Waiting in the bar area at Kittichai was Barbie's friend Jodi and my friend Mez, sitting a few feet apart not knowing that they would be eating dinner together.
Don't you love restaurants that take space which could be devoted to more tables and instead uses it for something beautiful?
We sat down, looked at the menu, and Barbie quickly suggested we do the tasting menu. In order to keep everyone at the table alive, we ordered the tasting menu with the caveat that they leave out shrimp and nuts, so that the people at our tables with allergies would not need me to stick my fingers down their throats to keep the airway open. I'm pretty sure that's the wrong thing to do, but damn if I wouldn't give it a shot.
Very tasty salmon.
Sauteed veggies. Very tasty.
Whole fish, with fried fish pieces inside, with ginger curry. Way tasty and visually stimulating.
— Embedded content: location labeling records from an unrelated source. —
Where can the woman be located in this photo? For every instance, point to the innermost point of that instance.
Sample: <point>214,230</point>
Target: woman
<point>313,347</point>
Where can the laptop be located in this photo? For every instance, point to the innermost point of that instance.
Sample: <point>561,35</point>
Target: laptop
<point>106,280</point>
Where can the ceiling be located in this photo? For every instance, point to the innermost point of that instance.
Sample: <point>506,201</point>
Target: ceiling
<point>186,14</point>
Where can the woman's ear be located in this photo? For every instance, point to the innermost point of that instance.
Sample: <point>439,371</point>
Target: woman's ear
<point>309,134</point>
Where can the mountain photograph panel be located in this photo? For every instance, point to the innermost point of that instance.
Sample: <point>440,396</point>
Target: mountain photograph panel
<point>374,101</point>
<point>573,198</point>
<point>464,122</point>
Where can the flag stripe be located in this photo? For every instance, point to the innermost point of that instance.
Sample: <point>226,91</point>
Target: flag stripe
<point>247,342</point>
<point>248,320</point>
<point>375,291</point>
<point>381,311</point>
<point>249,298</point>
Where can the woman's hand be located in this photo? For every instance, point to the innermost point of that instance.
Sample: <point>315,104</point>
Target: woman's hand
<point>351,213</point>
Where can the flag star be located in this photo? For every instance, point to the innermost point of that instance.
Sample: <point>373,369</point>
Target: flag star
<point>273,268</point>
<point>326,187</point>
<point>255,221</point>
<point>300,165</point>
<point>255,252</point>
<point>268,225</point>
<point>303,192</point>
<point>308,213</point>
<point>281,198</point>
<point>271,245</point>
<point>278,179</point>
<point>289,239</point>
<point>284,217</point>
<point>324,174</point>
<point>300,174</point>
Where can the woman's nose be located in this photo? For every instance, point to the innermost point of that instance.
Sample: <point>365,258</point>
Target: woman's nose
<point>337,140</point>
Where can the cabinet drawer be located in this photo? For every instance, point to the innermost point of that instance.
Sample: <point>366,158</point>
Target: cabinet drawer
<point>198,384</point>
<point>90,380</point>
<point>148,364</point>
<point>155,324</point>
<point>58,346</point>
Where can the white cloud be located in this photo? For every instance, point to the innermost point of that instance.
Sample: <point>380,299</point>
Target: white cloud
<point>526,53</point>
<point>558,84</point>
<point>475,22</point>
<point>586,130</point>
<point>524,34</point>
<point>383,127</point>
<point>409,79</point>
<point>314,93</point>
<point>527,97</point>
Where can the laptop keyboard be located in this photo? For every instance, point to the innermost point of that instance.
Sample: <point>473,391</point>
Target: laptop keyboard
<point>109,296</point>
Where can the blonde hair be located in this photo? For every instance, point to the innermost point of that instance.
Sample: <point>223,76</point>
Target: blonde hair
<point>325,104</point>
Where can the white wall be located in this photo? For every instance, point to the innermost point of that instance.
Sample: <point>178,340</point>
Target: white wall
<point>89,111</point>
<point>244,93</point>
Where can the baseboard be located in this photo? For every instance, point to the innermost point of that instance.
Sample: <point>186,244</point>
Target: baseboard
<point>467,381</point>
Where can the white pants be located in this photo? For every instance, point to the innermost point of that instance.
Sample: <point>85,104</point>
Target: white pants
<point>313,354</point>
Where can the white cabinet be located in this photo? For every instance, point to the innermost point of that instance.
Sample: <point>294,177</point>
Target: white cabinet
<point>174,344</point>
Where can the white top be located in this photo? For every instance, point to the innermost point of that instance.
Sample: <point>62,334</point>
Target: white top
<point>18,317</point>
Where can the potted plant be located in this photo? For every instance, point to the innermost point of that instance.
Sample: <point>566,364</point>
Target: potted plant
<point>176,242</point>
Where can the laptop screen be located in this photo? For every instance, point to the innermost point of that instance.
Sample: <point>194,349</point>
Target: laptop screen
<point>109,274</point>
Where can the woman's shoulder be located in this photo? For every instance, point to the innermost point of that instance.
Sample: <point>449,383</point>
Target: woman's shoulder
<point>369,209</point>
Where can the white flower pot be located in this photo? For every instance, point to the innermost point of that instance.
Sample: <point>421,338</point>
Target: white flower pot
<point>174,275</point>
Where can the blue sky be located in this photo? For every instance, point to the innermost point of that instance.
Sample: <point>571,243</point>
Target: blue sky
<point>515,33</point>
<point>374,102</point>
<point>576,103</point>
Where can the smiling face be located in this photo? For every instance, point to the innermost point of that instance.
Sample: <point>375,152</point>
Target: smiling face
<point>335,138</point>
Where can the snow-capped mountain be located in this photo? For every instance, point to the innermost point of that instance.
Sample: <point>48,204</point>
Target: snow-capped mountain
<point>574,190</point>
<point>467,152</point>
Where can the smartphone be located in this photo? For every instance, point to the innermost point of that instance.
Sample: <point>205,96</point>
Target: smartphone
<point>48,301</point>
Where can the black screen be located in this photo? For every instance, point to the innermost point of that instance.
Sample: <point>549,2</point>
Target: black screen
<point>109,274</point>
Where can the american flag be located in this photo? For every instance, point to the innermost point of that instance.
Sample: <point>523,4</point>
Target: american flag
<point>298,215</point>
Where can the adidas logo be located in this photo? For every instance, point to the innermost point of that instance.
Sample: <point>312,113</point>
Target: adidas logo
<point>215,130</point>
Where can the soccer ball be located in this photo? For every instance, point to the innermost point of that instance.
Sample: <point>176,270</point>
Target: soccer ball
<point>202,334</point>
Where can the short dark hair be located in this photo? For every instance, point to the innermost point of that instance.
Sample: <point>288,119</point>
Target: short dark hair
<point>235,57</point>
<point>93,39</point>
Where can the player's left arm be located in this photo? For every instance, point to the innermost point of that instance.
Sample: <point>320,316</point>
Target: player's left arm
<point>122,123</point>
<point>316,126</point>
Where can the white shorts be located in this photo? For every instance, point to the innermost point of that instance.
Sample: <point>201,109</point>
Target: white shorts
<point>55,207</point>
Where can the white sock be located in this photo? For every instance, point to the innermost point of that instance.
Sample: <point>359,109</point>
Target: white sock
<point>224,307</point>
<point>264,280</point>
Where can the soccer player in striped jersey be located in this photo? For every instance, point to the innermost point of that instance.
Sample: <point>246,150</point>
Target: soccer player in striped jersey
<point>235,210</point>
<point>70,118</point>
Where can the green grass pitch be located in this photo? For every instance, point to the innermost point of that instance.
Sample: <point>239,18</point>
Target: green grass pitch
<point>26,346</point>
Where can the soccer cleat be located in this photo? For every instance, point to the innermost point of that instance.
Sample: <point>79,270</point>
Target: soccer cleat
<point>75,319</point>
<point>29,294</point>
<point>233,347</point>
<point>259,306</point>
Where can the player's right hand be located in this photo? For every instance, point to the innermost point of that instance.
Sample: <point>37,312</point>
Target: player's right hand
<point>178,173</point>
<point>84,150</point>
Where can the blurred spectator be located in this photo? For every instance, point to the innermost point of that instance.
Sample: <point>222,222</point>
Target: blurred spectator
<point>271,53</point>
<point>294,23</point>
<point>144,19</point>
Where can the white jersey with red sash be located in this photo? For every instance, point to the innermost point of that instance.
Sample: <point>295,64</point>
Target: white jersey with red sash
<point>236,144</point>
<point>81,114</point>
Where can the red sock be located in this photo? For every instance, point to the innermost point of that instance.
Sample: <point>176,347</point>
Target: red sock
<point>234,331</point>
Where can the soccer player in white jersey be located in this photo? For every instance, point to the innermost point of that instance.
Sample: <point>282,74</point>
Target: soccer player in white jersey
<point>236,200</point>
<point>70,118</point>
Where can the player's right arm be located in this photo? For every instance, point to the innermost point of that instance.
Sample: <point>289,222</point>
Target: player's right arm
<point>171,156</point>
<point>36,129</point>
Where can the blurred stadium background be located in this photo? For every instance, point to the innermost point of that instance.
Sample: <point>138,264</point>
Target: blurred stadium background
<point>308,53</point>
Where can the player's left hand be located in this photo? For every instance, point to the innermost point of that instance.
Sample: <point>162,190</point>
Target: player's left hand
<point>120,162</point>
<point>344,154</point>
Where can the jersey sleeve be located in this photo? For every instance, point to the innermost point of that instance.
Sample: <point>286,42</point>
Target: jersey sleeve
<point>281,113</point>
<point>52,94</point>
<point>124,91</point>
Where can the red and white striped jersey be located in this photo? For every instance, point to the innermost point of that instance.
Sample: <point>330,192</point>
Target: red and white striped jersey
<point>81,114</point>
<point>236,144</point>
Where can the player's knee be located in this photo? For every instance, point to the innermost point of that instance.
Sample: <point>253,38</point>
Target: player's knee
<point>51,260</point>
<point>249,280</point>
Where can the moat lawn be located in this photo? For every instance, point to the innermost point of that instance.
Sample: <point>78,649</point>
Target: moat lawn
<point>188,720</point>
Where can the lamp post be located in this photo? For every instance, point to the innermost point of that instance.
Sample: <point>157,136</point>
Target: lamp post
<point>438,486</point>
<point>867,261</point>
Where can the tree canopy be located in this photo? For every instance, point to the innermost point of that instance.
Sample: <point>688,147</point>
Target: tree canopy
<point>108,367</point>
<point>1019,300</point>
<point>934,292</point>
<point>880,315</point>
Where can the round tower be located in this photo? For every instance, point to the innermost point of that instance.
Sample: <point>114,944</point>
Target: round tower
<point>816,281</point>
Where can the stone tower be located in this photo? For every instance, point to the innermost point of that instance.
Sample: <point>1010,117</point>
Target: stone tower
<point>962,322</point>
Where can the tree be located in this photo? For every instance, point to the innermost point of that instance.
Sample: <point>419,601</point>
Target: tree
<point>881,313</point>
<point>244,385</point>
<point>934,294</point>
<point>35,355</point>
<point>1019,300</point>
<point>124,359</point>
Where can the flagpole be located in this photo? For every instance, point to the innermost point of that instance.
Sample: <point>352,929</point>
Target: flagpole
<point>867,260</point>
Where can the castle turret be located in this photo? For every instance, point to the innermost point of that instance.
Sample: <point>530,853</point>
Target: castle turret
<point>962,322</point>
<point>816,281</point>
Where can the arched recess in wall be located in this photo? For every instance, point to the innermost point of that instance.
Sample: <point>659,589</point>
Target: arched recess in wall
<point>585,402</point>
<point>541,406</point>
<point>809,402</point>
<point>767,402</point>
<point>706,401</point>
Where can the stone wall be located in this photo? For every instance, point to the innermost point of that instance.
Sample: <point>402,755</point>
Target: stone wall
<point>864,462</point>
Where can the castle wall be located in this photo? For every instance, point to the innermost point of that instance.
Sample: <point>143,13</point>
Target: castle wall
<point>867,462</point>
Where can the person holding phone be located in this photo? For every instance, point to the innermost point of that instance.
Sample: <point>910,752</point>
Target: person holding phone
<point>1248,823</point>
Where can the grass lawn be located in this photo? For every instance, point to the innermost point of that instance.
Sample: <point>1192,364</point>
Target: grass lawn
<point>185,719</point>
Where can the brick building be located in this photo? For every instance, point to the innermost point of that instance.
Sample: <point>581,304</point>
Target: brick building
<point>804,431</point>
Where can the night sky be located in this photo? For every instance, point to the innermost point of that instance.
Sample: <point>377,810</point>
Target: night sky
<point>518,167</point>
Broiled coconut chicken breast.
Pineapple braised short ribs in green curry. You cannot have too much curry. You know that curry just might prevent Alzheimer's? Look it up.
Banana spring rolls with burnt honey ice cream.
Flourless Valrhona chocolate cake wrapped in a banana leaf.
Somehow, I did not take pictures of the first course. Shame on me. Suffice to say I'd eat at cat tea anytime.
After dinner we walked over to a smoking bar where Mez could say hello to a friend, so I waited outside. My lungs just cannot take it. Since we couldn't hang there, Denise suggested we zip over to Arlene's Grocery.
Every city has a bar where bands play before they get their start. This is one of them.
Loud music and darkness. We hung out in the bar. I would have loved to see some live music, but because my wife is forcing me to be in Europe again this summer I am going to miss San Diego Comic-Con for the second year in a row, which means I don't get to have my annual lunch alone with Mez at Hooters (okay, we did it once, but I think it could become a tradition), which meant that it made more sense to sit where we could hear each other.
Outside, in the rain, for a smoke break. Which technically was yours truly standing a few feet away from Mez while he smoked, but the rainy air was refreshing and we could hear each other more easily.
Back inside, as we got close to our own personal closing time, we were treated to a demonstration of the Handcuff belt. A belt that you can use to keep your pants on, but when you take your pants off, this belt has a few extra loops that allow other uses.
A dim, grainy pic in black and white to give that NYC Dungeon feel. Denise put the belt around my neck, and Barbie took a pic of Denise, Mez and I with the belt around my neck, but she doesn't download pics every day like I do so you'll just have to imagine that one.
Haha YES. Gaius makes his roundabout debut on the Waste.